The Chocolate Church Arts Center in Bath will host concerts inside the 174-year-old church for the first time since the COVID-19 pandemic began. Photo courtesy of Amanda McDaniel

The Chocolate Church Arts Center in Bath announced its fall concert season is set to be held indoors, with COVID-19-conscious restrictions, after the pandemic turned off the lights at the historic arts venue for over a year.

The upcoming concerts will be the first the arts center has held in the 174-year-old Gothic Revival style church it calls home since December 2019, according to Chocolate Church Arts Center Executive Director William Lederer. The venue’s Spring 2020, Fall 2020 and Spring 2021 seasons were all canceled due to the COVID-19 pandemic.

While the arts center hosted 30-40 outdoor shows at the Maine Maritime Museum, Waterfront Park in Bath and in the backyards of residential homes in the area, Lederer said holding a show in the Chocolate Church “just feels different.”

“We’re an organization that has a real sense of place,” said Lederer. “Part of our mission is the preservation of this building. While we can bring our character to anywhere we might present an event, there’s something about having people in that room that has so much history and so many people have worked hard to preserve that’s so special.”

Built in 1847, the brown church towers over Washington Street in downtown Bath and acts as holds both a performing arts space and an art gallery, which remained open during the pandemic.

Main Street Bath Director Amanda McDaniel said attending indoor concerts at the church “will be like coming home for so many people in Bath.”

Maine folk duo Schooner Fare, comprised of brothers Stephen and Chuck Romanoff, will kick off the Chocolate Church Arts Center’s fall concert season on Friday, Sept. 17. Photo courtesy of the Chocolate Church Arts Center

“The building itself is iconic and means a lot to people here,” said McDaniel. “There are generations of Bath residents who have such a strong connection to the Chocolate Church. It’s another piece of normalcy as we slowly come out of the pandemic that we can look forward to. We can’t take these things for granted.”

The outdoor shows the arts center put on in the interim drew about 300 attendees on average, the same as what the church can hold, which helped keep the nonprofit’s lights on amid the pandemic. However, Lederer said donations from about 300 individuals and local businesses over the past 18 months helped make up for the lost revenue.

Maine folk duo Schooner Fare, comprised of brothers Stephen and Chuck Romanoff, will kick off the fall concert season on Friday, Sept. 17 followed by up-and-coming Maine band, Dead Gowns, on Sunday, Sept. 19.

Another set of brothers who hail from Maine, Sean and Jamie Oshima, known as the Oshima Brothers, will bring their harmony-rich blend of contemporary folk and acoustic pop to the Chocolate Church on Saturday, Sept. 25.

On Saturday, Oct. 9., the Chocolate Church will host Lady Lamb, the stage name used by Aly Spaltro, a folk, pop and indie rock singer and songwriter who spent much of her childhood in Brunswick.

“We built this season around artists and talent from our region, both younger up-and-coming artists and established ones who have been playing here forever,” said Lederer. He said the nonprofit wanted to support local talent who lost much of their income during the pandemic.
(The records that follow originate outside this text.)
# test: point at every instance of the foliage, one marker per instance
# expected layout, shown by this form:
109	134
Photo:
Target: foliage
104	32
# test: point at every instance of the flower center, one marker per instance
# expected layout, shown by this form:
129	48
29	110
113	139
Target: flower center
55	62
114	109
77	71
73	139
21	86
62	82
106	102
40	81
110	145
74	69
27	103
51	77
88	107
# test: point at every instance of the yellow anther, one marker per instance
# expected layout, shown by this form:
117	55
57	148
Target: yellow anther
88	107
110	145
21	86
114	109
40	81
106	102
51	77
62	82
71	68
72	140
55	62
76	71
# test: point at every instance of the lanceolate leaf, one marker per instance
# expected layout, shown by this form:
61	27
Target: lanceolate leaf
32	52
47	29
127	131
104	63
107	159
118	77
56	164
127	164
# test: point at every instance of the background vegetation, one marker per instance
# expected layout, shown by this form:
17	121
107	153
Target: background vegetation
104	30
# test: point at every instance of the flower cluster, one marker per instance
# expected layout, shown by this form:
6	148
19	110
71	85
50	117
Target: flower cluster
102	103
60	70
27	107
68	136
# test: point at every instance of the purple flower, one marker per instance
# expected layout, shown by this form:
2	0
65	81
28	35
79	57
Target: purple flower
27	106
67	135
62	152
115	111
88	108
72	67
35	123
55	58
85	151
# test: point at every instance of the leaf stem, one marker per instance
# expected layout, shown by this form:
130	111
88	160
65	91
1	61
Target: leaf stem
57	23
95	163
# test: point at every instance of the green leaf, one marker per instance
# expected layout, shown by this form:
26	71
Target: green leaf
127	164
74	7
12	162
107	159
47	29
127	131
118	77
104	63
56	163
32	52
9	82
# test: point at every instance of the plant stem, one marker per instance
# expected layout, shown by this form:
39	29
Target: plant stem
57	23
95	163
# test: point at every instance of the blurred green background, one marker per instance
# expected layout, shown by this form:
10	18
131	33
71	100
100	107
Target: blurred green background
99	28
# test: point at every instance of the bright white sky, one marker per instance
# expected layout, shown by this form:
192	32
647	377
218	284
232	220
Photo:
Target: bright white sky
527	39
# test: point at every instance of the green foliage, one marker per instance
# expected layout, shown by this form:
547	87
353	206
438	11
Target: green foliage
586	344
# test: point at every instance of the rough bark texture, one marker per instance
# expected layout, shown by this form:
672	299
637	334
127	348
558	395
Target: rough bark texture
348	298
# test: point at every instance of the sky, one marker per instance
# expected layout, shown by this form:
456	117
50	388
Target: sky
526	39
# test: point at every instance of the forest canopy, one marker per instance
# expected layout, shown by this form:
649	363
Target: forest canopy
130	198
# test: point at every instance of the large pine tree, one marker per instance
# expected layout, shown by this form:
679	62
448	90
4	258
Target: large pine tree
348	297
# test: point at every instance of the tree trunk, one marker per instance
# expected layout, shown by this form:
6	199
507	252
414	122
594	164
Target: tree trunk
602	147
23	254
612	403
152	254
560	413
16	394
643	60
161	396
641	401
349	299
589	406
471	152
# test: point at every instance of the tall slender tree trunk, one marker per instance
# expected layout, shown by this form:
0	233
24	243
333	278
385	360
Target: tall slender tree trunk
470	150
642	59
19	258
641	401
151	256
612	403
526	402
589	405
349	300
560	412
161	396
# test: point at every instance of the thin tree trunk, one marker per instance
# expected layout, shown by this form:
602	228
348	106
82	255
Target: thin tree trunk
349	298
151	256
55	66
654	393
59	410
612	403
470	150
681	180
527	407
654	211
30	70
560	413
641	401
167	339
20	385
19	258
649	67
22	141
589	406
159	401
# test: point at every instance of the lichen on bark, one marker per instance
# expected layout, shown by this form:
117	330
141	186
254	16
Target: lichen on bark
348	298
The Bath venue is following the lead of other Maine music venues and requiring attendees to show proof of vaccination against COVID-19 or a negative COVID-19 test within 48 hours of the performance. Children under 12 are exempt from this policy, as they’re not yet eligible for the COVID-19 vaccine.

Raised in a musical family in rural Maine, the Oshima Brothers have honed a harmony-rich blend of contemporary folk and acoustic pop. Catch them live Sept. 25 at The Chocolate Church Arts Center in Bath.  Contributed / Chocolate Church Arts Center

Lederer said requiring proof of vaccination or a negative COVID-19 test was “the only decision that made sense,” both to mitigate the spread of the virus, and because some musicians require it.

“We have to do it to keep our community and artists safe and allow us to continue bringing the arts to as many people as we can,” said Lederer. “We don’t have any other choice. We cannot be responsible for getting anyone sick. For us, it’s a matter of keeping our artists, guests, staff and volunteers safe.”

Lederer said the nonprofit received a largely positive response from the community, though “we’ve had one or two folks who aren’t happy about it.”

According to state data, nearly 76% of eligible Sagadahoc County residents were fully vaccinated against COVID-19 as of Wednesday. Statewide, about 73% of eligible Mainers were fully vaccinated.

The State Theatre, Thompson’s Point, and Portland House of Music in Portland, the Maine State Music Theatre in Brunswick and The Opera House at Boothbay Harbor all require proof of vaccination of a negative COVID-19 test.

Face coverings will be strongly recommended at some Chocolate Church events and required at others, per requests from performing artists.